Representatives of the two taxi companies which won the tender to be represented at the airport provided great service at reasonable rates. Their new Mercedes cars were clean and cool with air conditioning. The driver smiled and helped me with luggage.

I was always wondering why people in Crimea never smile.

The initial experience was a huge contrast to previous trips to Crimea, whose notoriously poor service clashes in a strange mismatch with its picturesque cliffs and beaches.

I was always wondering why people in Crimea never smile.

The hotel in downtown Simferopol welcomed me with a lot of smiles and offered a great buffet for breakfast. Had Crimea really changed?

No, unfortunately, I woke up to the same old Crimea.

In Crimea, you often have to pre-select your breakfast in advance from three ugly options per day, and this rarely meant you were served faster. It’s a system still in place from Soviet days. If you are staying for a week, you need to guess what you would want on every day. The waiter asks for your room number to match it with your breakfast: A, B or C.

The amazing thing about it all, despite providing such horrible service, such famous Crimean waiters still expect tips!

On this day, he was not happy to see me.

He pretended that he needed to make an urgent phone call. But after a few attempts, he could not get through, as it seemed. I was the only one in the restaurant. I finally got his attention after about 5 minutes.

Did he say hello? Nope!

Did he try to smile – absolutely not!

And the amazing thing about it all, despite providing such horrible service, such famous Crimean waiters still expect tips!

I was always wondering why people in Crimea never smile. My colleagues, who have worked in tourism, said that it is extremely difficult to teach locals in Crimea to smile. It’s as if they lack the muscles to do so.

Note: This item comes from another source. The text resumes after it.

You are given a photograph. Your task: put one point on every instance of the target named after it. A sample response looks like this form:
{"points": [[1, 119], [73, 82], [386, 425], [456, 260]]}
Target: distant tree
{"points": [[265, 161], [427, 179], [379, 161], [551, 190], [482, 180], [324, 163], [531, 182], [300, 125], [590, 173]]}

I remember reading about the deportation of the Tatar people from Crimea, a policy under Soviet leader Stalin who sought to repopulate the peninsula with Russians from the north. People from the north found it very hard to adapt to the local sunny, hot and at times tropical climate. They never learned how to growth indigenous crops that the Tatars had grown on the peninsula for centuries before.

I have noted in Europe people smile more in the south than in the north. It does not work this way for Crimea though.

Whatever the cause of Crimea’s problem with smiling, it remains a mystery for me why so many tourists still go there.

I can’t imagine spending money on my vacation among unfriendly people who never smile. But some people obviously do not seem to mind it. Crimea is crowded and overcrowded as always.